Testing the headlight range control switch
1. Remove the switch panel from the dashboard.
2. Disconnect the 5-pin connector from the switch.
3. Push the switch from behind the panel and remove it.
1. 5-PIN CONNECTOR
2. SWITCH PANEL
3. HEADLIGHT SWITCH
4. Not used
5. Not used
4. Measure the resistance between pins #1 and #3, then measure the resistance between pins #3 and #5 at positions 0,1,2 and 3 by moving the knob.
Between pins #1 and #3: About 4.7 kΩ
Between pins #3 and #5:
Handle position | 0 | 1 | 2 | 3 |
Resistance, kOhm (approximately) | 3,9 | 3,5 | 2,8 | 2,4 |
5. If resistance differs from specified, replace the switch.

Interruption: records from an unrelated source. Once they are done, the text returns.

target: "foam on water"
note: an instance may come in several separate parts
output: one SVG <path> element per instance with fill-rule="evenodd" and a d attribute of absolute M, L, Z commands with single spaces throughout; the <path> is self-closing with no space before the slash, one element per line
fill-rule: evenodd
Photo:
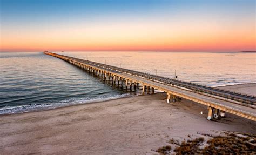
<path fill-rule="evenodd" d="M 21 106 L 6 106 L 0 108 L 0 114 L 14 114 L 28 112 L 38 111 L 57 107 L 64 107 L 72 105 L 82 104 L 98 102 L 105 101 L 117 98 L 131 97 L 134 95 L 130 93 L 122 94 L 109 96 L 109 95 L 99 96 L 97 97 L 92 98 L 76 98 L 67 100 L 61 100 L 56 103 L 46 104 L 32 104 L 30 105 L 23 105 Z"/>
<path fill-rule="evenodd" d="M 256 83 L 255 53 L 233 53 L 230 56 L 199 52 L 57 53 L 171 78 L 176 70 L 178 80 L 210 86 Z M 0 52 L 0 114 L 133 95 L 43 52 Z"/>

1. HEADLIGHT ELECTRIC CORRECT UNIT
2. 3-PIN CONNECTOR
3. BLACK AND YELLOW
4. BLACK
5. BLUE YELLOW
6. Connector «Mother» from the harness side
2. Check for continuity between pin #3 (BLACK WIRE) and mass. Conductivity should be
- If there is no continuity, check:
- Is there an open in the BLACK wire.
- Bad grounding (G201, G202, G301).
- If there is conductivity, go to p.Z.
3. Check the voltage between pin #1 (BLACK-YELLOW WIRE) and ground when the ignition key is in the ON position (II). There should be battery voltage.
- If there is no battery voltage, check for an open in the BLACK/YELLOW wire.
- If there is battery voltage, go to step 4.
4. Check for continuity between pin #2 (BLUE-YELLOW WIRE) and ground in all switch positions. Conductivity should be
- If there is no continuity, check:
- If there is continuity, go to step 5.
- Is there an open in the BLUE-YELLOW wire.
- Is the headlight dimmer switch OK?
- If there is conductivity, proceed to cp. 5.
5. If all checks show the norm, but the headlight electrocorrector does not work, check if it is frozen, stuck, if the headlight electrocorrector unit is installed correctly. If the mechanical part is normal, replace the headlight electric corrector unit.
6. After installation, recheck the system.